Forsblad, Hans Forsblad. That was the man’s name. Aneta had seen the name in the papers at the dispatch center, and later with her colleagues in Kortedala. The matter was on its way to the coordinator for the violence against women program.
Forsblad’s name was very Swedish too, she thought-“rapids leaf”-it came from nature, and just like his wife’s it linked something with great power to infinite lightness. An airiness. Who stood for what? Should it be interpreted physically?
“Doesn’t he have the keys to this place?” she asked.
“We’ve changed the locks,” said Lindsten.
“Where are his things?”
“He knows where he can collect them,” said Lindsten.
Somewhere where the sun doesn’t shine, thought Aneta.
“So you’ve made him homeless.”
Lindsten laughed suddenly, a laugh without joy.
“He hasn’t stayed a night in this apartment for a damn long time,” he said. “He’s been here, it’s true. But only to… to…” And suddenly it was as though his face cracked and she saw his eyes fill and how he suddenly turned toward the window, as though he were ashamed of his behavior, but it wasn’t shame.
“She didn’t have a restraining order,” said Aneta. “Unfortunately.”
“As though it would help,” said Lindsten in a muffled voice, with his head lowered.
“He could have been issued a restraining order if Anette had reported him,” said Aneta. “Or someone else. I could have made the decision myself, for the short term. I was prepared to do it now. That’s why I came here.”

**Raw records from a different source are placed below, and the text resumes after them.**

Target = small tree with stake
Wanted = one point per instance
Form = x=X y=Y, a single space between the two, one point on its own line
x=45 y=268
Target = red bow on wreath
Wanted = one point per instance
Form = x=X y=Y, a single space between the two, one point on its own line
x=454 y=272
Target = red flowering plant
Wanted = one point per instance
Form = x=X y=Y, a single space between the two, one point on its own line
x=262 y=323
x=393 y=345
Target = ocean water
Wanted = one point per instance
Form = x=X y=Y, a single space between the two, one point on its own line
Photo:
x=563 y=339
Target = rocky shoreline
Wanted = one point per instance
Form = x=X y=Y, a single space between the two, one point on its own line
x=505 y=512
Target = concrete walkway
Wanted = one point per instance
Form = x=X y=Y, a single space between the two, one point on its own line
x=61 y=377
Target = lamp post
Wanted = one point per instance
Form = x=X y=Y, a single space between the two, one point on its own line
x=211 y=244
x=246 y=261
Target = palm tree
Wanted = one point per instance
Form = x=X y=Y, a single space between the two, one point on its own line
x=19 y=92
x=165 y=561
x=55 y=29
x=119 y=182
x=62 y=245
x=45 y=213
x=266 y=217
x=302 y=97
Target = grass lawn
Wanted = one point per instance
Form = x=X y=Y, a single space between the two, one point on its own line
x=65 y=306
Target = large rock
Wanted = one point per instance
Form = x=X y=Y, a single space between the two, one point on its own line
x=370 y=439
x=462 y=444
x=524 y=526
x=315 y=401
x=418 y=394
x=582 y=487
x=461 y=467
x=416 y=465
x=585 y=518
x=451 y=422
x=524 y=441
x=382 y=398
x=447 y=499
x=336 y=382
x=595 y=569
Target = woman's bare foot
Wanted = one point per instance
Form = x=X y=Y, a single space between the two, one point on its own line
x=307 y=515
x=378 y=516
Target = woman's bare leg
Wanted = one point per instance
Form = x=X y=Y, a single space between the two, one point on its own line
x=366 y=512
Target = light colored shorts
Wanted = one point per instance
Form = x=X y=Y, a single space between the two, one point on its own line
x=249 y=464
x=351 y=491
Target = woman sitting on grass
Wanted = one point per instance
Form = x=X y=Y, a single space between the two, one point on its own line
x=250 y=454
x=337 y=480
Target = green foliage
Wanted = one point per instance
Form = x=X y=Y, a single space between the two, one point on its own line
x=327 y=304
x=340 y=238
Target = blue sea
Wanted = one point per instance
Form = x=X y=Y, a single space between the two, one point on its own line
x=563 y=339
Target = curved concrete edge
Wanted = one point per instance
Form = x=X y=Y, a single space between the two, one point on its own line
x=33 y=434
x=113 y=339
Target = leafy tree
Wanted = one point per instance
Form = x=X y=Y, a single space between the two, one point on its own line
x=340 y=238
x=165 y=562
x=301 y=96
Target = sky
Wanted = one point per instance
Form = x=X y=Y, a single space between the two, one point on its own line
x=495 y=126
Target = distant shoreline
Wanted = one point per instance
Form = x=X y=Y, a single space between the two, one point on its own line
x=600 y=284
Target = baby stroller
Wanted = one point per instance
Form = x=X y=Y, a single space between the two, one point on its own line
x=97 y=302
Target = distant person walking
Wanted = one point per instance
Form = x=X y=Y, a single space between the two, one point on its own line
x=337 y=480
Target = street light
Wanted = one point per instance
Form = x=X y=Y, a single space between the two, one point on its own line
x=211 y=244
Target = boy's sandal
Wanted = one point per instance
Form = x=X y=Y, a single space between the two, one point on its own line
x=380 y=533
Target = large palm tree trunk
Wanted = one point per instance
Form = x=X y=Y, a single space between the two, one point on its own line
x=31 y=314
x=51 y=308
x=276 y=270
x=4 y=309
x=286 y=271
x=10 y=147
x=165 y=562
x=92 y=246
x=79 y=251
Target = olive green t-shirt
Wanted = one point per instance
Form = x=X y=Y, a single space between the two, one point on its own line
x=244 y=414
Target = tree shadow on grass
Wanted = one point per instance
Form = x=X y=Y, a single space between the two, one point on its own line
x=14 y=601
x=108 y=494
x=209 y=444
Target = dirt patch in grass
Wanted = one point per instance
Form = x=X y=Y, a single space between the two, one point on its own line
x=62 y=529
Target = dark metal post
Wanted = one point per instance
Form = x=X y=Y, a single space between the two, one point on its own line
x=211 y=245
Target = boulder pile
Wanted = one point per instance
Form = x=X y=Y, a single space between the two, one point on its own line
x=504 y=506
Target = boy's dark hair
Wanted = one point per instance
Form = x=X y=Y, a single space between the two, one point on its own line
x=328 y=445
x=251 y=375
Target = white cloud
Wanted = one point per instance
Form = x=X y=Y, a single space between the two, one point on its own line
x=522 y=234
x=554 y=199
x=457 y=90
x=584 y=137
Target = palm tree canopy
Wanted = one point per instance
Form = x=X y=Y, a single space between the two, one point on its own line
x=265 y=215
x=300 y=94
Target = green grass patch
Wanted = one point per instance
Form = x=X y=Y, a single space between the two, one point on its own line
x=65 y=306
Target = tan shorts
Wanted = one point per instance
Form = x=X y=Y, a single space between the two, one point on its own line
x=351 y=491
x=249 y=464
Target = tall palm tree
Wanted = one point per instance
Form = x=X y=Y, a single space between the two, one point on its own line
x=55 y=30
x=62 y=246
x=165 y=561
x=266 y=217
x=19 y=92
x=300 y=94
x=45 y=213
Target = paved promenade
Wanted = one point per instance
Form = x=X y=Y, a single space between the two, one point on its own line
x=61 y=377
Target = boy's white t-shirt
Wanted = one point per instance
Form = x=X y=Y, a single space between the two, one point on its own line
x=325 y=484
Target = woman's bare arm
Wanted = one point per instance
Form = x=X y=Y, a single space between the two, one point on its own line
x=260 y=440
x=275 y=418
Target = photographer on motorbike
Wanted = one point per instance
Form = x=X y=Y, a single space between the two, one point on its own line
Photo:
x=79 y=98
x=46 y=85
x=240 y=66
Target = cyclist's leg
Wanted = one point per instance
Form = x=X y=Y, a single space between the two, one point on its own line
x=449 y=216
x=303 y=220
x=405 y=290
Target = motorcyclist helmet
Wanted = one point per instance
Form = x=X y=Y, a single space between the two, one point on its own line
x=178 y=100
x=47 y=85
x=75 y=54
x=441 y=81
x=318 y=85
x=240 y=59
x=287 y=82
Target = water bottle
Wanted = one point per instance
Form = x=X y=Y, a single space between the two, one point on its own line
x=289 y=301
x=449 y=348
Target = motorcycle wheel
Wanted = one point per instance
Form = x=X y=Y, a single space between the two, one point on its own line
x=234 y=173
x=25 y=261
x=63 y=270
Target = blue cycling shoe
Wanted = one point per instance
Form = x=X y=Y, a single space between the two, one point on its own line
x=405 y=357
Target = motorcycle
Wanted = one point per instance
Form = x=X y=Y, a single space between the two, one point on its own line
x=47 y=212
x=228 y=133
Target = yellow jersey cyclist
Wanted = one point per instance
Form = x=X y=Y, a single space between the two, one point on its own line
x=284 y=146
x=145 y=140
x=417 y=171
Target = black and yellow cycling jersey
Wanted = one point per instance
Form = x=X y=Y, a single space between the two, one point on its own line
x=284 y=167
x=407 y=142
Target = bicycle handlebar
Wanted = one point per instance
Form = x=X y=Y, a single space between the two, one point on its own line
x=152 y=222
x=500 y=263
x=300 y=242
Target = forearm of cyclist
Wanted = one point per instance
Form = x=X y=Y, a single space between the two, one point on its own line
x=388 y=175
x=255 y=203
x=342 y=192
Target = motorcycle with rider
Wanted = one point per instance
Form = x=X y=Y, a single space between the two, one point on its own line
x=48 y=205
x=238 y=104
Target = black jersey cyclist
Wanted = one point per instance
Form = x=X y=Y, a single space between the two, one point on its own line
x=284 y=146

He looked up, his eyes still glistening.
“It’s not a concern anymore,” he said, “none of it.”
Suddenly it was as though the father didn’t believe his own words. She heard another thud in the hall, another curse. It was time for her to go. These people had a move to undertake, a departure that would lead to a new era in their lives. She truly hoped that it would be so for the woman whose face she had seen for only three seconds.
“You know someone from there?” asked Johanna Osvald. She looked like she was about to get up. Winter remained standing by the map. “From Inverness?”
“I think so.”
“A colleague? You mean a policeman?”
“Yes. He lives in London but he’s a Scot.”
Winter thought, searched the archives of his memory. There were many corridors. He saw London, an inspector his own age with a Scottish accent, a picture of a beautiful wife and two beautiful children who were twins, the inspector’s face, which perhaps couldn’t be called beautiful, but was probably attractive to one who could judge such things.
The face had an origin. A farm outside of Inverness. That’s what Steve had said. Winter looked at the map; it was of an impossibly large scale.
“Steve Macdonald,” said Winter. “He’s from there.”
“Do you mean that you could ask him?” said Johanna.
“Yes,” said Winter.
“He could probably check if Dad rented a car?” she said.
“We can do that,” he said. “You can do it yourself.”
“Yes, but if your colleague is from there maybe he knows someone who can… oh… check if it… no, I don’t know.” Now she was standing next to Winter, in front of the map. It seemed as though she didn’t want to see it, didn’t want to see any of the country that had played such a large and tumultuous role in the Osvald family’s lives. And might continue to do so, he thought.
He felt her nearness, heard her breathing. At that second, he thought of how the years go by, a completely banal thought, but true.
“If you want to know more, maybe Steve knows who we should ask,” said Winter, turning toward her.
What am I getting roped into here? he thought. In normal cases, this conversation would have been finished before it started. Now it has almost become a case. An international case.